Edmonton Journal

$1.1-billion plan under scrutiny

Auditor general has questions about affordable housing project

- SARAH O’DONNELL

Alberta’s auditor general says the province must do a better job monitoring its $1.1-billion signature affordable housing initiative to make sure it meets the needs of low-income Albertans.

In an audit released Tuesday looking at Alberta’s five-yearold plan to help build 11,000 units of affordable housing, auditor general Merwan Saher raised several questions about the program, how grants were awarded and what kind of followup the Municipal Affairs department does.

“The ministry can rightfully claim success in increasing the supply of affordable housing,” Saher said in a conference call with reporters.

“The main point we’re making is the department can’t, at this time, answer three key questions: What impact did this investment program amounting to $1.1 billion ... have on the overall demand for affordable housing? Was the supply targeted to the right people in the right locations? And has the government in fact achieved value for money?”

Saher’s report was released Tuesday as part of a package of audits examining everything from collaborat­ion between universiti­es and colleges to the government’s new system of budgeting.

The province agreed to a hefty investment in affordable housing after the Alberta Affordable Housing Task Force urged the Stelmach government in 2007 to beef up the supply of apartments and homes for low-income residents at a time when several communitie­s faced long wait lists.

In September 2011, the government announced it had met its goals of funding 11,000 units, combining a $1.1-billion investment spread out over five years with $1.1 billion from municipali­ties, nonprofit groups and the private sector. The money flowed through two programs: block grants to qualified municipali­ties and one-time grants for specific projects.

According to the report, about 5,900 units had been built as of April. Another 2,800 units are scheduled to be finished by March 2014, with the remaining 2,300 units in various stages of developmen­t.

Saher’s office pointed to some inconsiste­ncies in how grant applicatio­ns were evaluated and approved.

“The department assigned fewer points to need and affordabil­ity than we would expect for a program designed to increase the supply of affordable housing options to Albertans in need,” the audit said. “As a result, the department risked approving projects that were not well suited to the program, while rejecting others that may have been.”

The report also criticized the department for failing to document how it selected successful projects for funding. Staff from the auditor general’s office who tried to recreate the lists using official standards said they could not arrive at the same list of approved municipali­ties and grant recipients.

“We acknowledg­e that funding decisions require judgment and discretion,” the report said. “However, the department did not document its rationale for these critical judgments.”

Saher called on Municipal Affairs to do more to make sure those projects abide by the rules after they open their doors.

Families who live in provincial­ly funded affordable housing must have annual incomes that fall below thresholds defined by the Canada Mortgage Housing Corporatio­n and Municipal Affairs.

In Edmonton, that means someone can earn a maximum of $36,000 annually to rent a one-bedroom unit compared to a $69,500 income limit to qualify for an affordable one-bedroom unit in Fort McMurray.

“Nine grant recipients charged rental rates above the affordable housing rental rate.” Auditor Genera l’ s Report

Groups running affordable housing projects must keep rents at least 10 per cent below average market rents. If the units are for people who were once homeless, rents must be at least 20 per cent below average.

CMHC reported the average monthly rent for a two-bedroom unit in Edmonton was $1,071 in the fall of 2012.

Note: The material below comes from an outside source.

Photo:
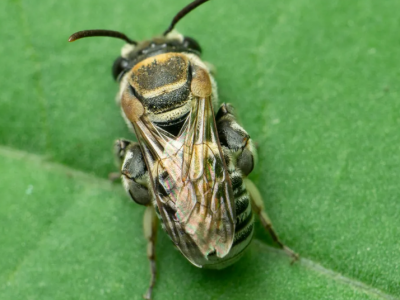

As part of its review, auditor general staff visited 22 grant recipients with completed projects. Many failed to comply with some aspect of their grant agreements.

“Nine grant recipients charged rental rates above the affordable housing rental rate,” the report said.

In addition, almost half of the projects reviewed had one or more tenants whose incomes exceeded the maximum allowed to qualify for affordable housing.

“Two individual­s had incomes that were more than twice the threshold and had been living in these affordable housing units for 16 months and three years, respective­ly,” the report said. “Also, some grant recipients did not have informatio­n to support their tenants’ income.”

A government statement issued Tuesday said Municipal Affairs will make changes.

“The ministry will complete a full evaluation of the previous affordable housing grant program and update existing programs and policies, and apply these improvemen­ts to current and future housing initiative­s,” the statement said.

NDP MLA David Eggen called the auditor general’s critique of the affordable housing program the “most glaring problem” in the 158-page report.

“I think this is something we need to pursue a lot more because we know that people who require affordable housing are not getting what they need and we know we’re putting a lot of public money into this initiative,” he said.

Wildrose MLA Joe Anglin said the report shows there is a lack of accountabi­lity and transparen­cy in the housing sector.

There’s a problem, he said, when there are some people living in affordable housing with incomes that are too high.

“That means the system is not working properly,” Anglin said. “We really do need to make the proper steps to look at what the auditor general has requested for some of his recommenda­tions.”